Implement a super low latency version of your RTMP encoder. It’s really just playing with RTMP parameters, nothing fancy, minimum overhead. You will not get ABR, you will not get E2EE, you will not get a better codec than H.264, but it will work with the Millicast platform today as an RTMP ingest. Frankly speaking, that’s investing in the past.

2. Implement WebRTC+WHIP with H264 or VP8 (4:2:0, 8bits)

This is the most sensible first step. It’s simple to implement, it will work against all existing browsers today, it will shave half of the latency you have with RTMP. There is already a night and day difference for latency-sensitive workflows using RTMP today. It allows you to implement and validate a full WebRTC stack, before you move on to further integration. You will not get ABR, you will not get E2EE.

3. Intermediary: WebRTC+WHIP with VP9 mode 2 (10bits 4:2:0 HDR)

An interesting intermediate step if your hardware supports VP9 encoding (INTEL, Qualcomm and Samsung do for example). This provides you with a 10bits HDR10 capacity out of the box, supported by Chrome, Edge and Safari today.

4. Intermediary: WebRTC+WHIP with H.265

This is kind of a smaller play. Only Apple Safari will be able to receive your stream and display it among existing browsers (and it’s not likely to change). However, there are also a lot of Hardware devices that can decode H.265. Risky and not very practical, but many existing devices support H.265. It is low hanging fruit, and god knows Apple owners love their devices.

5. Same as #2 but with simulcast

This gives you the best quality possible today, while being future-proof when E2EE will be available. In our opinion, this is the best configuration of the base offer (in-par with browsers today). It requires the capacity for multiple concurrent encodings. Note that only one stream is high resolution, and all other streams will be lower resolutions.
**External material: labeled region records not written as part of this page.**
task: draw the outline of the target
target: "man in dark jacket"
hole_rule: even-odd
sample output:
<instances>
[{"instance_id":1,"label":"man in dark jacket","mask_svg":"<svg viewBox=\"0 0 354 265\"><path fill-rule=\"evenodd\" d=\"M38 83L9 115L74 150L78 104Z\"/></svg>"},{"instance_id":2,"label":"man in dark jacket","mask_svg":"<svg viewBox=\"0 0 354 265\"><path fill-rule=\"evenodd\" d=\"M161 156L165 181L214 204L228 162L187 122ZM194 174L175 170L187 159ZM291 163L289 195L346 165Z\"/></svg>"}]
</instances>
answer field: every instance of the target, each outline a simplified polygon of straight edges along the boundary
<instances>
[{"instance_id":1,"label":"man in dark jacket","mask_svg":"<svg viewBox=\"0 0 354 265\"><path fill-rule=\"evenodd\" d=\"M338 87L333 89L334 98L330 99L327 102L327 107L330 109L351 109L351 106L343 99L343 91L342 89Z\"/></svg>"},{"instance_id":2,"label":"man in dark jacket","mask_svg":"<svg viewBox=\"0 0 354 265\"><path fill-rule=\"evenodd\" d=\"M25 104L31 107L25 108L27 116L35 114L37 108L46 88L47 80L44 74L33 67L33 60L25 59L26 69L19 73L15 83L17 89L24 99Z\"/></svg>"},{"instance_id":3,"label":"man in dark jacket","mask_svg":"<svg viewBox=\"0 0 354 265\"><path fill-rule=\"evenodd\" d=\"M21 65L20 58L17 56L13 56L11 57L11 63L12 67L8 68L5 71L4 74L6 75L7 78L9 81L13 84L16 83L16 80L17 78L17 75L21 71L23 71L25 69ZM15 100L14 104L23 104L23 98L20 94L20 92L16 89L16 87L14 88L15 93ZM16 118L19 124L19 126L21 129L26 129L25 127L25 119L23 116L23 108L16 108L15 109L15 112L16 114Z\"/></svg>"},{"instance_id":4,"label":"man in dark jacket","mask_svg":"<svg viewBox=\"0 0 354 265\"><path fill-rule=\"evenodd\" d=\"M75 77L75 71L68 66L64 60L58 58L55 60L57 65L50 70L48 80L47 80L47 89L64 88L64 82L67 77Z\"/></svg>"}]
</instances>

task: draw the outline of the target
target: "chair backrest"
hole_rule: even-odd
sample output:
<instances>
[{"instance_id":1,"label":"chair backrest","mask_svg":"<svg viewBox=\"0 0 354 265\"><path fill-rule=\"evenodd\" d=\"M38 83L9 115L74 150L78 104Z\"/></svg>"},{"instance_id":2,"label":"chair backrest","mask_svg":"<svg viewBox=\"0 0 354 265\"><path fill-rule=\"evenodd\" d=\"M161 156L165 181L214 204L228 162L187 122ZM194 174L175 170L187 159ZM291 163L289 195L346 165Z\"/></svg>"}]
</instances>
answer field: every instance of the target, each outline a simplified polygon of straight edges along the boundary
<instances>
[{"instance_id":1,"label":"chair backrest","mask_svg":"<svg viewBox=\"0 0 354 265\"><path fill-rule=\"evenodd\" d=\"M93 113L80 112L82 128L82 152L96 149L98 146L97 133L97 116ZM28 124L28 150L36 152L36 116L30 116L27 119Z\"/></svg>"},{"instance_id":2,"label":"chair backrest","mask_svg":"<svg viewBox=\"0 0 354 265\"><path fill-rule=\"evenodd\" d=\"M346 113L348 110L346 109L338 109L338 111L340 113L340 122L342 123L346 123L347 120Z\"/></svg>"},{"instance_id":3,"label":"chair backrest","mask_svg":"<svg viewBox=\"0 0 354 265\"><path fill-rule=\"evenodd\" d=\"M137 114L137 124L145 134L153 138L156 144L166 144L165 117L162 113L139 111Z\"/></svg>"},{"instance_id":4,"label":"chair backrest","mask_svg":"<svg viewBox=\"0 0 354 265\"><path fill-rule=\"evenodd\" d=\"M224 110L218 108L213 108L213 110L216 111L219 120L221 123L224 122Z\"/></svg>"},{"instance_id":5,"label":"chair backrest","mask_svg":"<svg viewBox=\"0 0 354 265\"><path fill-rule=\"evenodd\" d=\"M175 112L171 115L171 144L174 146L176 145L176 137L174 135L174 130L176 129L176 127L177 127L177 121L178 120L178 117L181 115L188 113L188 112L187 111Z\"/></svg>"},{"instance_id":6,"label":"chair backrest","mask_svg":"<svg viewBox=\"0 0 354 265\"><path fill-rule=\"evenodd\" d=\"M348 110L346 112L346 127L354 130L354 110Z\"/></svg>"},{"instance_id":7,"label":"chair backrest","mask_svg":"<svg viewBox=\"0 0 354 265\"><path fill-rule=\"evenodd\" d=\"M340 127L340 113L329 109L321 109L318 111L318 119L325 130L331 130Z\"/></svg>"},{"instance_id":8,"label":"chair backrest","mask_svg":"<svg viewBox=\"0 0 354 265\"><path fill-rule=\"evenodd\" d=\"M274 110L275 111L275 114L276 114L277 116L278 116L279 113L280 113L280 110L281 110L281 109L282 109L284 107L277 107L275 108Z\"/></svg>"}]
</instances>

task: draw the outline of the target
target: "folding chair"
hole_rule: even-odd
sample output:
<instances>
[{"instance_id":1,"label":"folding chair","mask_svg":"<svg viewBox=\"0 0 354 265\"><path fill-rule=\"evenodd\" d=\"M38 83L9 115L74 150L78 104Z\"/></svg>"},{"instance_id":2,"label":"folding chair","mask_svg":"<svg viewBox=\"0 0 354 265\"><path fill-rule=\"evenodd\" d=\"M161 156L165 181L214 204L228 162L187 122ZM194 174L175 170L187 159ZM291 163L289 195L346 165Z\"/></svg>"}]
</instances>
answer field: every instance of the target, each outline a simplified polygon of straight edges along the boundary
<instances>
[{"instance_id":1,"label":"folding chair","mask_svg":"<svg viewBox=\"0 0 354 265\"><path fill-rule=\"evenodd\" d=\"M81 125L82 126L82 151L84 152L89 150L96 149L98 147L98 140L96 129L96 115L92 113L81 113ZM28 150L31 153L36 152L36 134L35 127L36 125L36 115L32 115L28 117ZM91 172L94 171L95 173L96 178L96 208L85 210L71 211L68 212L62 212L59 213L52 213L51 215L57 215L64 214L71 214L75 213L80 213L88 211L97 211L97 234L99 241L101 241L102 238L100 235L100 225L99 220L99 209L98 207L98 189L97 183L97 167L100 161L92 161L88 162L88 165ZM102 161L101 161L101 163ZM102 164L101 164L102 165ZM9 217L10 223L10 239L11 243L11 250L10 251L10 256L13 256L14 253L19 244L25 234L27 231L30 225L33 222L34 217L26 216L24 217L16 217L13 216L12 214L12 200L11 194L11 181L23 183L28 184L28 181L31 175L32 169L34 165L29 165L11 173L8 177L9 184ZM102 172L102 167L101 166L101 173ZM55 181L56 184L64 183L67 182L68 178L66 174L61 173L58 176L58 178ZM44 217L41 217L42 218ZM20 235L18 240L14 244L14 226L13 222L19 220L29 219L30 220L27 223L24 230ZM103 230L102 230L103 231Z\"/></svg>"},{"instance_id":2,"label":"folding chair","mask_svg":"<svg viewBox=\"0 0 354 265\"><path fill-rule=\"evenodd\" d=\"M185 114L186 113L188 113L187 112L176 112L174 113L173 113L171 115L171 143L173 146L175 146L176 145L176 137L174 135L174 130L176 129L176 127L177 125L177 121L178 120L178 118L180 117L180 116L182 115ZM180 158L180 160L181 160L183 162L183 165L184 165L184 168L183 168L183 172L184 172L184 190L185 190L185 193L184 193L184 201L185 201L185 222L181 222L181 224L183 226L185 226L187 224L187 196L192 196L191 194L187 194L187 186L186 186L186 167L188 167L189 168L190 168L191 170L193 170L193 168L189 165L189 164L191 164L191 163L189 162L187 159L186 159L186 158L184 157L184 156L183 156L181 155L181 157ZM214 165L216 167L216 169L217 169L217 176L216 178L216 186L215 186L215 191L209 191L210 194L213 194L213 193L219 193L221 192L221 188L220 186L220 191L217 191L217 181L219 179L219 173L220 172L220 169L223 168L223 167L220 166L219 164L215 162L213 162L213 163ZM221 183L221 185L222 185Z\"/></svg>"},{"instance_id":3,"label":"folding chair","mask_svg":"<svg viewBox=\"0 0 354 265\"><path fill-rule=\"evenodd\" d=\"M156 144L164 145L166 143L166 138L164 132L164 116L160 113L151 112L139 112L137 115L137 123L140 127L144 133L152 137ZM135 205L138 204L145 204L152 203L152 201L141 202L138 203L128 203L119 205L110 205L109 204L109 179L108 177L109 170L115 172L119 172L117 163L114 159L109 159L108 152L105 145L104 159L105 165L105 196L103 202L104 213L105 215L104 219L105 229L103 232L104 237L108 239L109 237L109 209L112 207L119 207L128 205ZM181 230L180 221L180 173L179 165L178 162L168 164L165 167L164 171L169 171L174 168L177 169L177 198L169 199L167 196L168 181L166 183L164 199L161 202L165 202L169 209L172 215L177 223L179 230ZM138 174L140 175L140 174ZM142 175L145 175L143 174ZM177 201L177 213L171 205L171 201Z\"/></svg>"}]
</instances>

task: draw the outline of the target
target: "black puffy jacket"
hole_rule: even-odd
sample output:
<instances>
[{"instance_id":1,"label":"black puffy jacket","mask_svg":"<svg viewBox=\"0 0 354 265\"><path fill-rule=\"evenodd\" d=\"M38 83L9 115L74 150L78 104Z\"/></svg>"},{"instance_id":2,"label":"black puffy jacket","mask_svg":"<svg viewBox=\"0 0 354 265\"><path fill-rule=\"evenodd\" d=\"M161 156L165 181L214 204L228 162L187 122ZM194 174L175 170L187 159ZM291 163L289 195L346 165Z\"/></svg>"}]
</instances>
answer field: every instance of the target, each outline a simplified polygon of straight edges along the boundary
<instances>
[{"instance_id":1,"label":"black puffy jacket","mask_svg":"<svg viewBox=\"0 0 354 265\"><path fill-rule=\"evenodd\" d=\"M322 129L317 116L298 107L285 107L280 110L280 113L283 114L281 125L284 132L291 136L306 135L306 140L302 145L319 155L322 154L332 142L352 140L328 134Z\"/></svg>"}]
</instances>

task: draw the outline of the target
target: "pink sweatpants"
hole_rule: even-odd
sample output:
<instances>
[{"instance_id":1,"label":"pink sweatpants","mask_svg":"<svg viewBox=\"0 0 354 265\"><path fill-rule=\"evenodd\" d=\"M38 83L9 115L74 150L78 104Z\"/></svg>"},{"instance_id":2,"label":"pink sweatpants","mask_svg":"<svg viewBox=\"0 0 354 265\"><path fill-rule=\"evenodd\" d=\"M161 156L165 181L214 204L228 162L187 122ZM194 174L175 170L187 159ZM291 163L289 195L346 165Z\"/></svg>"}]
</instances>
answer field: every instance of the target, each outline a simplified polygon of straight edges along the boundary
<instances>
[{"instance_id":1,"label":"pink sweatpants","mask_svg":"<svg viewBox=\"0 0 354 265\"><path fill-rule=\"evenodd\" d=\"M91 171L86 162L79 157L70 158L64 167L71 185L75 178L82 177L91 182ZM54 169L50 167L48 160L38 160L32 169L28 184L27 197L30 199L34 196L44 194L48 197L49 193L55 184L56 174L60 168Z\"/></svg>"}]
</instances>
In this context, the Qualcomm approach with some CPUs/GPUs more capable than others make a lot of sense. The magic number is 3 encoders in parallel for optimum quality.

6. Real-Time AV1 SVC, or other high level codecs (i.e. Dolby Atmos, etc.)

There will always be a demand for the best quality possible: 12bits, 4:4:4, lossless (no quantization, etc). This will be our premium offer. AV1 is very interesting because of its widespread adoption on the decoder side, and the fact that encoders will find their way into the browsers very soon. Also, there are many very good libraries implementing the codec already making adoption easier.

We believe this will be in very high demand for content production, especially for the latest stages of post-production (Color Grading). That being said, Millicast is codec agnostic on the platform side, and any codec could be added in principle.